Wednesday, May 16, 2012

ICAW Residency - Day Three

Yesterday I went to the Lion Hotel to interview Rhian, the landlady in order to plan the guide brochure for Harlech. We agreed that this should be 'The Lion's Guide to Harlech' since it would be based on her recommendations.
The conversation moved on apace, and at times I felt quite lost in the descriptions of places, and place names as Rhian moved from here to there. I recorded everything so later today will try to piece everything together. We agreed that 'The Lion's Guide to Harlech' would have Taz, the pub dog on the front cover, and we will talk about all that the pub offers, as well as Rhian's tips for what to see and do in Harlech. The Lion is obviously at the Centre of the Community here, getting involved in the twice yearly flower shows, where cake and sloe-gin competitions take place. Rhian had won the Cake competition last time, with her pavlova.
I will have a busy day today, locating Rhian's recommendations.
Also today, I intend to use my 'How to Explore Kit' and have decided to go up to Slidey Rock and explore it, as it seems to be an important local landmark - and spectacular viewing point, and as Rhian says - 'The Best Thing About Harlech?

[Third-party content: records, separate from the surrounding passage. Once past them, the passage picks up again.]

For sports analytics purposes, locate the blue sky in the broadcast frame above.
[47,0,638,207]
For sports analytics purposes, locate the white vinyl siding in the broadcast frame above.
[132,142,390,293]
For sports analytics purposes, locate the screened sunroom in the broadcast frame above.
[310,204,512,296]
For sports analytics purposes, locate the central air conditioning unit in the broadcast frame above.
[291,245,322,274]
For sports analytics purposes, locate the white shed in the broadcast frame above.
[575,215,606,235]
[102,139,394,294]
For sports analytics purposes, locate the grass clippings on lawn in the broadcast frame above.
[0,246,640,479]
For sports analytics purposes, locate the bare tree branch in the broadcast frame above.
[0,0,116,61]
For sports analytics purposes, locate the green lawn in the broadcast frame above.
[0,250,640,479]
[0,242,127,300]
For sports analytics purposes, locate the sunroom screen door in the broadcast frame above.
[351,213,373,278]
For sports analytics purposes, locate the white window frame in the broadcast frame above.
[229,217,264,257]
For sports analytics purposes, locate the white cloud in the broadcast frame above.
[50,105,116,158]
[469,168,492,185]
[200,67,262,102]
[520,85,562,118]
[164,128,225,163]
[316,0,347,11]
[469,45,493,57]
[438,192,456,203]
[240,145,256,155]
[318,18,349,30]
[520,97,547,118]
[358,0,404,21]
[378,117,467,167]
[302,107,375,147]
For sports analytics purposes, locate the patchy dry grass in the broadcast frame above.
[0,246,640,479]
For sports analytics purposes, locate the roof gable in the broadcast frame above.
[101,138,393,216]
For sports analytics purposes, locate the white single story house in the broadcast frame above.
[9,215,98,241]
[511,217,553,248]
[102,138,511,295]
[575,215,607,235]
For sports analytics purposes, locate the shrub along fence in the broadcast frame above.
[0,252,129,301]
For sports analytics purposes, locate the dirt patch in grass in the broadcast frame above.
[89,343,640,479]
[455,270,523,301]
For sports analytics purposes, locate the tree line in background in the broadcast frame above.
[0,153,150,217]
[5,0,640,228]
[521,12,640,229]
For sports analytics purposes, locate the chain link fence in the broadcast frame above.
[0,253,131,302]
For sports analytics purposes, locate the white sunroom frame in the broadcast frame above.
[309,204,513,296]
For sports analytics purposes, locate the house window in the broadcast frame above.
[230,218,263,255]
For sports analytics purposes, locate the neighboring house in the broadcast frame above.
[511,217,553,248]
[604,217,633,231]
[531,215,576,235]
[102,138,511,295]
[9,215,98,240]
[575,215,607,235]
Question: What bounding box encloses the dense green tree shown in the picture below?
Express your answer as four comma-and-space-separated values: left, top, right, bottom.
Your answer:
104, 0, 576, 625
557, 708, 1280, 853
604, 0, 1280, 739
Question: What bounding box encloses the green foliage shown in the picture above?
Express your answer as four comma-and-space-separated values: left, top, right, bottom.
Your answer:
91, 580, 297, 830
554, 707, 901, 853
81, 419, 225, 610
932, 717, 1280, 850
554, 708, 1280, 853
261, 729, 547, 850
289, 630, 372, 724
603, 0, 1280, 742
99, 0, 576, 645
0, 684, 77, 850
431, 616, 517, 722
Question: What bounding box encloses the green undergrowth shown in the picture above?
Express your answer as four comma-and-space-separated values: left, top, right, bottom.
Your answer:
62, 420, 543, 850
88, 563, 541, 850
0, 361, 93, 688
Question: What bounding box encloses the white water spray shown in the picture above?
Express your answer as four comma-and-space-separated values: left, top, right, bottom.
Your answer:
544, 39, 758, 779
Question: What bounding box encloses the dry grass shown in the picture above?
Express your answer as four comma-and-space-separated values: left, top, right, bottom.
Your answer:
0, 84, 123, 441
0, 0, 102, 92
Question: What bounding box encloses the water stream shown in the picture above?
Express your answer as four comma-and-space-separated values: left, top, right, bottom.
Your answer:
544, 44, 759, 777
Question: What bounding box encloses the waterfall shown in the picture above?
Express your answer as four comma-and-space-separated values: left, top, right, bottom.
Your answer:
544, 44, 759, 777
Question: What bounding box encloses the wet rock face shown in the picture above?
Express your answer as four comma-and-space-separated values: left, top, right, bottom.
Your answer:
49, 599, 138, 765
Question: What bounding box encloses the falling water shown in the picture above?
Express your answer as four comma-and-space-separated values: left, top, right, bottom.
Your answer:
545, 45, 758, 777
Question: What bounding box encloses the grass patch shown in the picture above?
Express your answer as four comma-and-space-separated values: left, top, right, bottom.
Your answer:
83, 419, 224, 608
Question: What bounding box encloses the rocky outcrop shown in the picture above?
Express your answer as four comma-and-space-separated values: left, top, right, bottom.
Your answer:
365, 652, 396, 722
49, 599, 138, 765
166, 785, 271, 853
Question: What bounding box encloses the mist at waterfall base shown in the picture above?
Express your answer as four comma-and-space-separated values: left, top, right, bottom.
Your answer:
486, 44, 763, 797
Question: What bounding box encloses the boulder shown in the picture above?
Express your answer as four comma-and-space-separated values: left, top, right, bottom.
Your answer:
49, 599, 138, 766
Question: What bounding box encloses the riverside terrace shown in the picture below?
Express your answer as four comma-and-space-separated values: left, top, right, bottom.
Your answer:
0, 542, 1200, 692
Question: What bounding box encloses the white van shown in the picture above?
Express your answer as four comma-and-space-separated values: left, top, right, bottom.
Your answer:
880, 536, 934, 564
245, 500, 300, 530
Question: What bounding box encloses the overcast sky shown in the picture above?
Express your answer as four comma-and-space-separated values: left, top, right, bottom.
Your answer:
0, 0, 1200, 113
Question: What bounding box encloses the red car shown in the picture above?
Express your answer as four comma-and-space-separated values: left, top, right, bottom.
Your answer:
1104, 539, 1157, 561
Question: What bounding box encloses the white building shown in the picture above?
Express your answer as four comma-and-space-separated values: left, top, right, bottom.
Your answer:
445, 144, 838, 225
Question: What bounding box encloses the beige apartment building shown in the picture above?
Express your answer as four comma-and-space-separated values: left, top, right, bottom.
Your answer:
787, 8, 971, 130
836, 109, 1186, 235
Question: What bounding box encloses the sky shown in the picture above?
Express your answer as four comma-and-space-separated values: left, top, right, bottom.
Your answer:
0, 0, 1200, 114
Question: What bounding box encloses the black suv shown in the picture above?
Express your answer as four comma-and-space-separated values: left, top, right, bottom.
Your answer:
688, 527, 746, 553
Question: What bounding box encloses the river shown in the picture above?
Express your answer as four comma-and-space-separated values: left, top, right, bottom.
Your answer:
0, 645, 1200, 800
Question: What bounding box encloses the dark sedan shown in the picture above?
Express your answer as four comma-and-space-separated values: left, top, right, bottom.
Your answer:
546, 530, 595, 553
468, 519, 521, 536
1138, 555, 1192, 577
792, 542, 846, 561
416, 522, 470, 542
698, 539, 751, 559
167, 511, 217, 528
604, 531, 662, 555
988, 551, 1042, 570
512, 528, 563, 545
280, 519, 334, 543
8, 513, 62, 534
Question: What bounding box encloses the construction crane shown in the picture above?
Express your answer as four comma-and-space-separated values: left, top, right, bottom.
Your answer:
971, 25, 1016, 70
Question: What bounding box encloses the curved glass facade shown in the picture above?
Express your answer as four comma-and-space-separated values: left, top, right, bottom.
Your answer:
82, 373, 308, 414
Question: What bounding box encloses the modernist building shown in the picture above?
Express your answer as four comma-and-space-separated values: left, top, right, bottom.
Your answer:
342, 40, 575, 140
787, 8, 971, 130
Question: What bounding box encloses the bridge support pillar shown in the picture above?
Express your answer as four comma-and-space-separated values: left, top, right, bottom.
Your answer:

The Views.'
After my meeting with Rhian I went back to the Coleg in time for tea, which was early, as we had a skype appointment with Neil Powell and Finola Gaynor, they toured us around an exhibition of prints by Lance Wyman, at Norwich University College of the Arts.
Then John Brown gave a talk about 'Art in the Age of Materialism.' These talks were recorded in order to be published on the ICAW website.
Today is Wednesday, and we leave in 2 days time, but have so much to do. With the 3 meals a day, plus organised talks and happenings there does not seem to be much time to make work, so today, as we have the art burning at 5pm I will miss the lunchtime meeting in order to try to get some more work done.
Before coming on the ICAW International Artist's residency I had made a number of plans which I intended to carry out, but of course once in the situation the place and the people necessarily have an impact on the ideas t be explored.
I have brought with me 2 traditional explorer's hats, thinking that this may be a good icebreaker for talking to people here. In fact there has been quite a lot of discussion about the English occupation of Wales, and in conversation with Rhian she discussed how important the re-acquisition of Wales is to the Welsh and how they still celebrate today. It would, therefore seem very inappropriate for me, an English person, to march around the Town in an Explorer's hat - a symbol of colonialism.
Being thrown together with artists from across Europe can at times be difficult, strangely, though England is right next to Wales I feel foreign here. I have found a small talisman in an antiques shop which I think will remind me of the feelings being thrown up.
It is a tiny shoe with a cat in it - and the word foreign printed across the bottom. It describes how I feel. Sometimes it is good to feel foreign, and sometimes it is confusing. I think that the way I approach practice is also foreign, the other artists seem very confident in their idea of what they are doing. Not a criticism, but an observation is that ICAW seems to be about bringing artists together from across Europe and beyond, it turns out that the group know each other well, having been on these visits in Portugal, Israel and other places. It does not seem so important WHERE the current place is. The works which are due to be made on this residency will travel to Italy, and to Poland and so I suppose need to be able to travel. My practice almost always involves a response to site - here in Harlech I am working with 'Local Experts' to create a guide to Harlech. This is not because I am interested in making guides, but because I am interested in conversations with people about the places they live, I really believe that Local people are experts on the places they live, even if the expertise may not be regarded as data, it gives a more human understanding of place. The problem then is in wondering how the work will travel.
DOUBT. I am suddenly aware of how parochial my work may seem. I am concerned with the small, the overlooked, the insignificant. I am not interested in sweeping gestures and bold statements, and my methods look much like social science techniques more than traditional art techniques. It makes me question my place here.
This can only be a good thing, can't it?
The guide that I am to make with The Lion is more to draw attention to the need for Harlech to be recognised as a place to visit - I want to send the guide to the local tourist board, as a pointer or a marker of the place, not because I want to make a guide for Harlech, but because someone here wonders why there isn't one.